The spot card 8 of Spades looks fine - if you're using gold for the black suits, what will you be using for the red suits?
File size errors are common - five graphic files to a post maximum, at not more than 1,000 Kb per file. One-megabyte images are plenty large enough for web page display, but it is annoying to have to reduce image sizes when your file's too big; been there, done that, bought the T-shirt...
For the back design, consider a brighter shade of yellow to provide greater contrast. A low-contrast, mostly-dark design will end up printing like mud if you aren't careful. Also insure that the level of detail you're putting into the design can be accommodated by your printer, because lots of fine detail can also be lost, especially when you factor in that your print surface, likely to be an embossed playing card, isn't entirely 100% flat and level, leaving the chance for distortion in reproducing ultra-fine details.
Black Bart bears a striking resemblance to Mel Gibson! Be careful - if you used a Mel Gibson image to make the card, especially if it was from a movie he appeared in, you could be opening yourself up to cease-and-desist letters from whomever owns the intellectual property you repurposed, unless of course you have permission in writing, which usually costs a hefty chunk of change.
For the King of Clubs and the 8 of Spades, pull back the center image a bit - it's too close to the index. Push the index as far into the corner as you can without getting too close to the die line. Avoid a script font for the index - they're not as easy to read. Perhaps a font resembling the lettering carved into the aft of the ship would look nicer and be more easily read?

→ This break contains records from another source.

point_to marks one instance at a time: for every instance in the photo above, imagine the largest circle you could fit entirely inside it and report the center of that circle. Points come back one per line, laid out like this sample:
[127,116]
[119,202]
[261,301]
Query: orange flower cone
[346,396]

Why are you using lines suggesting an aged scroll framed around the king's image while the image itself is a color image closely resembling a modern photo? Pick one style and run with it rather than mashing two incompatible styles together in the hopes that they'll stick to each other. A popular and attractive trend is to leave out frames on the court cards altogether - it allows you to make the art larger and removes the claustrophobic feeling a frame can create.
Is your image really that of "Black Bart?" Or is it just some image of a pirate face you created? If it's the latter, don't bother with the name - the image looks less attractive with the name like that in the first place. It's like putting up a picture of me and calling it "Redbeard." Redbeard the Pirate was a historical figure with a real face, and it certainly isn't my face!